Out-of-Memory Kill Event during validation and prediction after successful training

BramRoumen commented 5 months ago

Hello!

Thank you very much for sharing nnUNet with us! I'm currently experiencing an issue with two trained nnUNetv2 3d-fullres models on a custom dataset (median image shape 481x681x681). Despite successful training, the process encounters an out-of-memory (OOM) kill event during the final validation stage, regardless of whether the --npz flag is enabled or disabled. The same OOM issue arises during prediction with the trained models. Previously, I successfully trained, validated, and tested another nnUNetv2 3d-fullres model on this dataset. The only difference between the successful model and the two that are failing is the number of labels. The successful model was trained with 5 labels, while the two failing models were trained for 11 and 33 labels respectively.

I work in a cluster environment with 8 x Nvidia A40 48GB GPUs and 504GB of RAM available. My slurmscript specifies --ntasks=6 and --mem=52G. I have even tried --ntasks 1 and --mem 256G. Yet it runs out of memory.

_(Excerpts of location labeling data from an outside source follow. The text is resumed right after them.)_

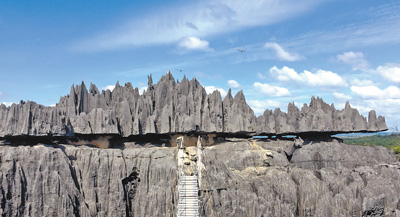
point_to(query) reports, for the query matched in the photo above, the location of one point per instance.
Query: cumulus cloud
(389, 72)
(210, 89)
(342, 96)
(355, 59)
(233, 84)
(358, 82)
(193, 43)
(321, 78)
(194, 18)
(109, 87)
(259, 106)
(270, 90)
(282, 54)
(8, 103)
(374, 92)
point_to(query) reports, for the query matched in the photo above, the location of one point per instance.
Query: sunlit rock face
(113, 153)
(242, 177)
(169, 107)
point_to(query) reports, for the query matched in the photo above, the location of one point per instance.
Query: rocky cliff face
(242, 177)
(173, 107)
(43, 174)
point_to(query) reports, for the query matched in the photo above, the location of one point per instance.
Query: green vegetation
(391, 141)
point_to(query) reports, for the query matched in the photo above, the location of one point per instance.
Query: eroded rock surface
(173, 107)
(243, 177)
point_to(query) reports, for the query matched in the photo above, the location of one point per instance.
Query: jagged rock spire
(174, 107)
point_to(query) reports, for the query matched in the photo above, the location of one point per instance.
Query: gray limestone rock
(241, 178)
(173, 107)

This is the error message printed in the error log:

Traceback (most recent call last):
  File "/trinity/home/r060801/venv_CMF_nnUNetv2_py3.11/bin/nnUNetv2_train", line 8, in <module>
    sys.exit(run_training_entry())
             ^^^^^^^^^^^^^^^^^^^^
  File "/trinity/home/r060801/venv_CMF_nnUNetv2_py3.11/lib/python3.11/site-packages/nnunetv2/run/run_training.py", line 274, in run_training_entry
    run_training(args.dataset_name_or_id, args.configuration, args.fold, args.tr, args.p, args.pretrained_weights,
  File "/trinity/home/r060801/venv_CMF_nnUNetv2_py3.11/lib/python3.11/site-packages/nnunetv2/run/run_training.py", line 214, in run_training
    nnunet_trainer.perform_actual_validation(export_validation_probabilities)
  File "/trinity/home/r060801/venv_CMF_nnUNetv2_py3.11/lib/python3.11/site-packages/nnunetv2/training/nnUNetTrainer/nnUNetTrainer.py", line 1190, in perform_actual_validation
    proceed = not check_workers_alive_and_busy(segmentation_export_pool, worker_list, results,
                  ^^^^^^^^^^^^^^^^^^^^^^^^^^^^^^^^^^^^^^^^^^^^^^^^^^^^^^^^^^^^^^^^^^^^^^^^^^^^
  File "/trinity/home/r060801/venv_CMF_nnUNetv2_py3.11/lib/python3.11/site-packages/nnunetv2/utilities/file_path_utilities.py", line 103, in check_workers_alive_and_busy
    raise RuntimeError('Some background workers are no longer alive')
RuntimeError: Some background workers are no longer alive
slurmstepd: error: Detected 11 oom-kill event(s) in step 354129.batch cgroup. Some of your processes may have been killed by the cgroup out-of-memory handler.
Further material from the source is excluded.